My view, expressed in e-mail to Bill Kendrick and Mike Simons:  Unless
and until they get the Mailman list-administration password from Pete,
and use it to see what Pete does in the group's name, he will
continue to have zero oversight, and they won't know what he's doing.

At the time that Pete locked you out of the mailing list for a good long 
while (over basically nothing at all), the officers were under the 
mistaken impression that there had merely been a brief flare-up and
you'd been pretty much immediately allowed back on.  Very recently, 
Karsten Self attempted to re-join vox-tech.  Pete denied the request.
I'll lay long odds that, again, the officers know nothing about that.

My impression is that Pete has left a long trail of such actions behind
him, out of others' view.  In light of that pattern, absent the officers
_actually exercising_ oversight over list administration, I can't help
seeing bylaws changes as not a suitable way to address these problems
(if in fact they're so intended).

> In the meantime, I will follow your lead which seems like a very
> sensible way to protest the administration of the mailing list.

Drawback:  The gesture (not posting) is essentially invisible.  One side
effect of Pete's methods is that critics vanish.

-- 
Cheers,            There are only 10 types of people in this world -- 
Rick Moen          those who understand binary arithmetic and those who don't.
rick@linuxmafia.com





Note that LUGOD's mailing list information pages have been manually truncated to conceal who is listadmin. Compare footers at the bottom of:

(The latter is a standard Mailman list-info page.)
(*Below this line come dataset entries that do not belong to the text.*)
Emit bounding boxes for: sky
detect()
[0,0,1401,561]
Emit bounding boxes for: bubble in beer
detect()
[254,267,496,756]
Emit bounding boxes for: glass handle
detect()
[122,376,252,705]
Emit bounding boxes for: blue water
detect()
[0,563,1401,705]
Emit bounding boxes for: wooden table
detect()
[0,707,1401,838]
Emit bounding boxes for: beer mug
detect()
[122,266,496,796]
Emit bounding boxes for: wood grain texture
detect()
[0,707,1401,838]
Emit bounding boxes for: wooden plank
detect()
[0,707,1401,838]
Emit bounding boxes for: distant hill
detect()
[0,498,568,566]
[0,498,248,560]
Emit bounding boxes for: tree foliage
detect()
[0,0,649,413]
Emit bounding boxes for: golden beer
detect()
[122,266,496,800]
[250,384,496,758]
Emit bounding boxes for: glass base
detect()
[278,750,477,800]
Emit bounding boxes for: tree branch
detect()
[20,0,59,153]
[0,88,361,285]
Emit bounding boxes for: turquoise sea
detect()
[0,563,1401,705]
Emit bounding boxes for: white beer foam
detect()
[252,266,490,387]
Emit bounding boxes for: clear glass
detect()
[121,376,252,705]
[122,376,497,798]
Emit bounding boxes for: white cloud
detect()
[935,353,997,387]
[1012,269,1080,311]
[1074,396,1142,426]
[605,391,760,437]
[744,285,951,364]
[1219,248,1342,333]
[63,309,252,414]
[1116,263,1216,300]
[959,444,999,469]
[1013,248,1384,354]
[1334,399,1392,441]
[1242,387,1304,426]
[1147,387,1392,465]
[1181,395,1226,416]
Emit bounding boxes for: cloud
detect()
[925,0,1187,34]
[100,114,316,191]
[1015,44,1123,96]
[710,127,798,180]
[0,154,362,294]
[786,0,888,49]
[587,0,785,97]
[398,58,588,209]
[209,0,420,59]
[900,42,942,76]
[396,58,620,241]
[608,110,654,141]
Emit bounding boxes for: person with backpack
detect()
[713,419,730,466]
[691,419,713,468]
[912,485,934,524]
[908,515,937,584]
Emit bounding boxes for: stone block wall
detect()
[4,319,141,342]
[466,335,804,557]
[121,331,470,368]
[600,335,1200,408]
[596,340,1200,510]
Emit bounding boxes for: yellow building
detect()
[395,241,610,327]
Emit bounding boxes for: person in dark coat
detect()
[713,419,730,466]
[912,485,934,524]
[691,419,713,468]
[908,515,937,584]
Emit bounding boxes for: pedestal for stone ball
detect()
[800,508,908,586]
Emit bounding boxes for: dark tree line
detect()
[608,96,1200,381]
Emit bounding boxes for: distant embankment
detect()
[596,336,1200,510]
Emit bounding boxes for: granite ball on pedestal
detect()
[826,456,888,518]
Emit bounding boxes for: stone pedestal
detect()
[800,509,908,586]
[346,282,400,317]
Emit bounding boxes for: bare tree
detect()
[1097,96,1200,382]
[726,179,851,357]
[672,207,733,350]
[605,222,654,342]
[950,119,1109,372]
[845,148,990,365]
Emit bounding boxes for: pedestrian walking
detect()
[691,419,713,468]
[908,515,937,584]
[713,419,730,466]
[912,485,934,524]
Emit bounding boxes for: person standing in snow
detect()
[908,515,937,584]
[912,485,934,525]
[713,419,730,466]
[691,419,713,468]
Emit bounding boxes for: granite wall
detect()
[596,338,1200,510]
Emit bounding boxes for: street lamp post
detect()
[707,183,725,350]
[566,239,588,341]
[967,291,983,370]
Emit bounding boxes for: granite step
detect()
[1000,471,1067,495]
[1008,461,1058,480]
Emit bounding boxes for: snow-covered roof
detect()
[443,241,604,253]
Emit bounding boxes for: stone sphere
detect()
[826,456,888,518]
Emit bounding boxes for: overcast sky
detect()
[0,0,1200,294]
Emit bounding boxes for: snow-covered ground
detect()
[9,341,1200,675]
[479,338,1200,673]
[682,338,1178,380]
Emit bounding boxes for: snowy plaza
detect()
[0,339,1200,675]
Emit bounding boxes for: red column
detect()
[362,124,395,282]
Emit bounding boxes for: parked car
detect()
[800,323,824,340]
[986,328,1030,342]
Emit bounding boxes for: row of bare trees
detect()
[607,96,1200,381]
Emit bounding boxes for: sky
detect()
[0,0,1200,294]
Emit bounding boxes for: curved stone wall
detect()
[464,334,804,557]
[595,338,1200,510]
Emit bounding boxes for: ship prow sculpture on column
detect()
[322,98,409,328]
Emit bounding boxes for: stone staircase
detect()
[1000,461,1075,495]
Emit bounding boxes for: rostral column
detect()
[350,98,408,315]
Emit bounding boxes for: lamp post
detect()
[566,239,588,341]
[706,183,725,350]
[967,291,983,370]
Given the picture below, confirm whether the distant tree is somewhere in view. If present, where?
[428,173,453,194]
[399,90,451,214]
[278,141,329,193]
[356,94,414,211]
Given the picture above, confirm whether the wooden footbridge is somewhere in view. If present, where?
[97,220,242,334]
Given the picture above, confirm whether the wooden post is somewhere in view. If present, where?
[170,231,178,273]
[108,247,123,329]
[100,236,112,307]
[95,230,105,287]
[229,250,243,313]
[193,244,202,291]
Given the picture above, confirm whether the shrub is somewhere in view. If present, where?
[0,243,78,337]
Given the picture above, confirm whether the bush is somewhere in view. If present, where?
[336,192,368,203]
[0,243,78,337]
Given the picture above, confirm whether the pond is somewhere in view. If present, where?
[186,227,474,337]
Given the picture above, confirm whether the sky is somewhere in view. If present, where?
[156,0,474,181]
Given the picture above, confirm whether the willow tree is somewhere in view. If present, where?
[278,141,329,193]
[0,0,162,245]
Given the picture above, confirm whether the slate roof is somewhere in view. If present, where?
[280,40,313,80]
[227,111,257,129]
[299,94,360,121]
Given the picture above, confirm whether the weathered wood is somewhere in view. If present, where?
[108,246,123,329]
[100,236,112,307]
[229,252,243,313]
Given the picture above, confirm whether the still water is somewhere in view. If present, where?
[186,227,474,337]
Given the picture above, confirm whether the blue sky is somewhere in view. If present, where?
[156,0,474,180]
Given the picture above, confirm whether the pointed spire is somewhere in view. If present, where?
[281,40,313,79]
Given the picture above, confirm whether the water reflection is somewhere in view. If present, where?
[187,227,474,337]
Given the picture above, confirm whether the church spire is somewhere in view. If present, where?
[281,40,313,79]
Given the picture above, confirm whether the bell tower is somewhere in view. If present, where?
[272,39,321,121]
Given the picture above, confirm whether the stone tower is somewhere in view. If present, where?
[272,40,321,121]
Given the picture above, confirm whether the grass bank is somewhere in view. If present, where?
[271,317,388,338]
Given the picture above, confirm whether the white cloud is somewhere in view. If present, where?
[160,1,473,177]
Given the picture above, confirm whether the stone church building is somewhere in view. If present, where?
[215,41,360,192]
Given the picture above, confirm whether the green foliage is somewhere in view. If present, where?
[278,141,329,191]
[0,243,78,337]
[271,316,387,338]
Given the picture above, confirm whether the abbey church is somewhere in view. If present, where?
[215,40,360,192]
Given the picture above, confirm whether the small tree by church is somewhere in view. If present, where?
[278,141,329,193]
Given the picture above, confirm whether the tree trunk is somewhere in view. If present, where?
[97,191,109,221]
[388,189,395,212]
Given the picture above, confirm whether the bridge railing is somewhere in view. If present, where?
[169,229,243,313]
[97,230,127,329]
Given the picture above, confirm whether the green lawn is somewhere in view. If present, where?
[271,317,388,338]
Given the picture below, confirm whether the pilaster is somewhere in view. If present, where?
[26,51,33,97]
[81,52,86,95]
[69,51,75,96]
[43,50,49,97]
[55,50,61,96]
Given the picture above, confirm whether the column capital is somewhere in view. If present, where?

Relevance: After controversy over Salzman's list management, the officers promised vaguely specified change and Salzman spoke of leaving Davis for the East Coast, but Karsten Self's postings continue to be rejected, apparently by Salzman, and nothing appears to have changed — except that the list-information footer suddenly disappeared, removing the public's ability to see who's running the list.